Word segmentation (tokenization).

Parameters:

text (str) – Input text

Return type:

List[str]

Returns:

List of words

Examples

>>> segment_words("Hello, world!")
['Hello', 'world']
kerb.preprocessing.preprocess_batch(texts, operations=None, **kwargs)[source]

Apply preprocessing pipeline to batch.

Parameters:
  • texts (List[str]) – List of texts to preprocess

  • operations (Optional[List[Callable]]) – List of preprocessing functions

  • **kwargs – Arguments to pass to operations

Return type:

List[str]

Returns:

List of preprocessed texts

Examples

>>> preprocess_batch(["  HELLO  ", "  WORLD  "], [str.lower, str.strip])
['hello', 'world']
kerb.preprocessing.preprocess_pipeline(*operations)[source]

Create custom preprocessing pipeline.

Parameters:

*operations (Callable) – Preprocessing functions to chain

Return type:

Callable

Returns:

Pipeline function

Examples

>>> pipeline = preprocess_pipeline(str.lower, str.strip)
>>> pipeline("  HELLO  ")
'hello'
kerb.preprocessing.truncate_text(text, max_length, strategy='end', suffix='...')[source]

Truncate text intelligently.

Parameters:
  • text (str) – Input text

  • max_length (int) – Maximum length

  • strategy (Union[TruncateStrategy, str]) – Truncation strategy (TruncateStrategy enum or string: “end”, “middle”, “start”, “smart”)

  • suffix (str) – Suffix to add when truncated

Return type:

str

Returns:

Truncated text

Examples

>>> truncate_text("Hello world", max_length=8)
'Hello...'
>>> truncate_text("Hello world", max_length=8, strategy=TruncateStrategy.MIDDLE)
'He...ld'
>>> truncate_text("This is a sentence. And another one.", max_length=20, strategy="smart")
'This is a sentence....'
kerb.preprocessing.split_long_text(text, max_length, overlap=0, preserve_words=True)[source]

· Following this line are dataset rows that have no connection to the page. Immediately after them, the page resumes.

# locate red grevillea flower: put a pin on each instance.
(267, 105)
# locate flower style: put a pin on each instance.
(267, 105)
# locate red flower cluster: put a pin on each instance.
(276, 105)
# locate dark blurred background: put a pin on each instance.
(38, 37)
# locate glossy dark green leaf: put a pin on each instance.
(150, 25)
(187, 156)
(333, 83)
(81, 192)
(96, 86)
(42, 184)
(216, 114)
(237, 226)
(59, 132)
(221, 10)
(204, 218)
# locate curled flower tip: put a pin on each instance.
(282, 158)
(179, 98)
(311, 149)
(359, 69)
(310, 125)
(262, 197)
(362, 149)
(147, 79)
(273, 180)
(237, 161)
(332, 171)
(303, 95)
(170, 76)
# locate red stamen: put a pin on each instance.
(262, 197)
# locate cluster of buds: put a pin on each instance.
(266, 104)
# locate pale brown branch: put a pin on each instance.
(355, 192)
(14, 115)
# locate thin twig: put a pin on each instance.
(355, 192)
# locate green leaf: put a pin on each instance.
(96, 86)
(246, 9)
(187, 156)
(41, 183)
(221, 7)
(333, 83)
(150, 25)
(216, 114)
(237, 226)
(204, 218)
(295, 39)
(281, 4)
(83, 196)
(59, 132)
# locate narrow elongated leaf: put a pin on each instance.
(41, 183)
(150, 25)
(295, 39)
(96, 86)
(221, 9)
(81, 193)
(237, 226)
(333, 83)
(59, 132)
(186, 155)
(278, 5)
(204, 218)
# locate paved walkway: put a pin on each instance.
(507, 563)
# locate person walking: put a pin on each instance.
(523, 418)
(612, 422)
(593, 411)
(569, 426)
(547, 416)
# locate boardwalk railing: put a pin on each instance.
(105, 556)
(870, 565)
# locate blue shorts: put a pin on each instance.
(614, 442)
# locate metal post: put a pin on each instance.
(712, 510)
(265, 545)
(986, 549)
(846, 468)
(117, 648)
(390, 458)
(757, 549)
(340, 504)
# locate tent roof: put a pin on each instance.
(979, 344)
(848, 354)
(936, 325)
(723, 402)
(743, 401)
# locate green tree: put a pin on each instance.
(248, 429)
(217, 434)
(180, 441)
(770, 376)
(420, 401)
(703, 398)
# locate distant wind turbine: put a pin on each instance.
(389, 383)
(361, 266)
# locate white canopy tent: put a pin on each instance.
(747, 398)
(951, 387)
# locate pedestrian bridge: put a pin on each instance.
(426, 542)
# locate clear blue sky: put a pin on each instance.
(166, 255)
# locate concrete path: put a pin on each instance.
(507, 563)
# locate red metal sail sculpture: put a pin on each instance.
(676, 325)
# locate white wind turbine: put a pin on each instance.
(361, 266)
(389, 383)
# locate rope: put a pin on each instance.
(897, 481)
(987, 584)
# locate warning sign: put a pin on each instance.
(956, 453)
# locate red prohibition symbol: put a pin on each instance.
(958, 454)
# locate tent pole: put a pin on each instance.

Split text exceeding length limit.

Parameters:
  • text (str) – Input text

  • max_length (int) – Maximum length per chunk

  • overlap (int) – Overlap between chunks

  • preserve_words (bool) – Don’t split words

Return type:

List[str]

Returns:

List of text chunks

Examples

>>> split_long_text("Hello world test", max_length=8)
['Hello', 'world', 'test']

Text cleaning and preprocessing for LLM inputs.